The most important complex proteins are nucleoproteins, chromoproteins, glycoproteins, phosphoproteins, lipoproteins. The group of complex proteins includes proteins, which, in addition to the protein part, include one or another non-protein group - the prosthetic group. It is released during the hydrolysis of proteins along with the products of hydrolytic cleavage of the protein molecule - amino acids. So, nucleoproteins give nucleic acids and their decay products during hydrolysis, glycoproteins - carbohydrates and substances similar to carbohydrates, phosphoproteins - phosphoric acid, chromoproteins - a colored group, most often heme, lipoproteins - various lipids. Complex protein enzymes can also be split into a protein portion and a non-protein prosthetic group. All these prosthetic groups, more or less strongly associated with the protein component of a complex protein, are in most cases well studied from a chemical point of view.

Rice. 1. Scheme of the structure of collagen.

Among complex proteins, nucleoproteins are of great interest. The significance of nucleoproteins is determined primarily by the fact that these proteins, as their name shows, make up the bulk of an extremely important part of the cell - the cell nucleus. The nucleus is the control center of the cell's vital activity. Processes such as cell division, transmission of hereditary information, control of protein biosynthesis, are carried out with the participation of nuclear structures. Nucleoproteins, or rather deoxyribonucleoproteins, can be isolated from the thymus, spleen, spermatozoa, nuclear erythrocytes of birds and some other tissues. In their composition, in addition to the protein part, there is deoxyribonucleic acid, which is responsible for the storage and transmission of hereditary information.

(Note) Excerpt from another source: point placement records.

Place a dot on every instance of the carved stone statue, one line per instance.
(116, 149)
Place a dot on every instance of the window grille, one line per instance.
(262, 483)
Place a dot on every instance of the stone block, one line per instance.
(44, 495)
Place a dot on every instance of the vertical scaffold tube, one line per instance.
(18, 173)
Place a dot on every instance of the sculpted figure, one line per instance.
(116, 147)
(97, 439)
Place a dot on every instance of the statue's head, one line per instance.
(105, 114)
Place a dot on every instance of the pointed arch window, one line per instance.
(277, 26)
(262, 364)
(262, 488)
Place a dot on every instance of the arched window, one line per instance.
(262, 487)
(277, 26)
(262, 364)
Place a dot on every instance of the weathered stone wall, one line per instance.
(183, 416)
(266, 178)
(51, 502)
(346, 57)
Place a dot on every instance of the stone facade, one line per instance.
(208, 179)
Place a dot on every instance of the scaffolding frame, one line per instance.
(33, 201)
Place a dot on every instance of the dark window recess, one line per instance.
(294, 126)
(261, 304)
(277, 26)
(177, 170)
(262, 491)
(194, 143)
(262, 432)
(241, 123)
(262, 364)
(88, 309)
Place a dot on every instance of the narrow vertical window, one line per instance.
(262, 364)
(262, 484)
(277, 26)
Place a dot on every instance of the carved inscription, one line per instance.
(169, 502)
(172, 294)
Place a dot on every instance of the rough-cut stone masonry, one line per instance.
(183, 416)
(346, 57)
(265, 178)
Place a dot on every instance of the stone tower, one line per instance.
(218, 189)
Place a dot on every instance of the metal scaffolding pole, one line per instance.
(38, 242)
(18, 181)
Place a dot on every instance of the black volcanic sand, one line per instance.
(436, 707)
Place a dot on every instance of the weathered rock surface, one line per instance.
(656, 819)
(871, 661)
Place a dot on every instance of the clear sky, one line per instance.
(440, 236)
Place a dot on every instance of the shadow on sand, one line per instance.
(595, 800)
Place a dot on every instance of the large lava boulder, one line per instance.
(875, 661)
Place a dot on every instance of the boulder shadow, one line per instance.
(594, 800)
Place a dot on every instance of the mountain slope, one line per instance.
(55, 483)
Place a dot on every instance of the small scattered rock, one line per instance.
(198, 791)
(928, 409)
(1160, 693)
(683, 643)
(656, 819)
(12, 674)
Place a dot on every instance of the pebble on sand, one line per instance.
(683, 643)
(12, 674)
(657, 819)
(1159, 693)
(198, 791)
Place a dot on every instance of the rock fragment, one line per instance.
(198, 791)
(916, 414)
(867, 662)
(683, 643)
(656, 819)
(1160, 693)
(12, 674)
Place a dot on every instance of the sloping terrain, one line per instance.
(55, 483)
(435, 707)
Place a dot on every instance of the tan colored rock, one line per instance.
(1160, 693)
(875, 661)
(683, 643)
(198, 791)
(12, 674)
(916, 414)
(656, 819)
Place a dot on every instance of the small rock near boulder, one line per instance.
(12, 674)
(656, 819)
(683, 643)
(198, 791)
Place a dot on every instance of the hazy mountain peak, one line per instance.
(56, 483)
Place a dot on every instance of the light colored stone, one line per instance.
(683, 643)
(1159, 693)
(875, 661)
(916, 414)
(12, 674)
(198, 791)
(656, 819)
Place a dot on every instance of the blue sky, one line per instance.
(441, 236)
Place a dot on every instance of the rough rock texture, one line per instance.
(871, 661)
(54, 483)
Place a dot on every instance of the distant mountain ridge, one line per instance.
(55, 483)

At the same time, another type of nucleoproteins - ribonucleoproteins - are predominantly part of the cytoplasm of cells, taking a direct part in the formation of the most important biological systems, primarily the protein biosynthesis system. In a cell, ribonucleoproteins are an integral part of the cell organelle - the ribosome.

Deoxyribonucleic acid (DNA) is part of chromatin, a complex nucleoprotein that makes up chromosomes. In addition, there are several types of ribonucleic acid (RNA) in the cell. There is informational RNA (mRNA), which is synthesized when information is read from DNA and on which a polypeptide chain is then synthesized; transfer RNA (tRNA), which delivers amino acids to mRNA, and ribosomal RNA (rRNA), which is part of cell organelles - ribosomes, which form complexes with mRNA. Protein synthesis occurs in these complexes with the participation of all three types of RNA and amino acids.

Nucleic acids, which are part of nucleotides, are also of great interest as components of viruses that occupy an intermediate position between complex protein molecules and the smallest pathogens. Many viruses can be obtained in crystalline form. These crystals are a collection of viral particles, and those, in turn, consist of a protein "case" and a spiralized nucleic acid molecule inside it (Fig. 2). The protein "case" (virus envelope) is built from a large number of subunits - protein molecules interconnected by ionic and hydrophobic bonds. Moreover, the connection between the protein shell and the nucleic acid of viral particles is very fragile. When some viruses enter the cell, the protein shell remains on the surface, the nucleic acid enters the cell and infects it. With the participation of this nucleic acid, the proteins of the virus and the viral nucleic acid are synthesized in the cell, which ultimately leads to the formation of a large number of new viral particles and the death of the infected cell. All this makes it possible to consider a viral particle - a giant molecule of a complex protein-nucleoprotein - a kind of supermolecular structure. Viruses are an intermediate link between chemicals and complex biological systems. Viruses, like nucleoproteins, seem to fill the gap between "chemistry" and "biology", between matter and being.

The protein components of the complex proteins of the cell nucleus, in addition to the basic proteins already known to us, histones and protamines, are also some acidic proteins, the so-called non-histone chromatin proteins, whose main function is to regulate the activity of deoxyribonucleic acid, as the main keeper of genetic information.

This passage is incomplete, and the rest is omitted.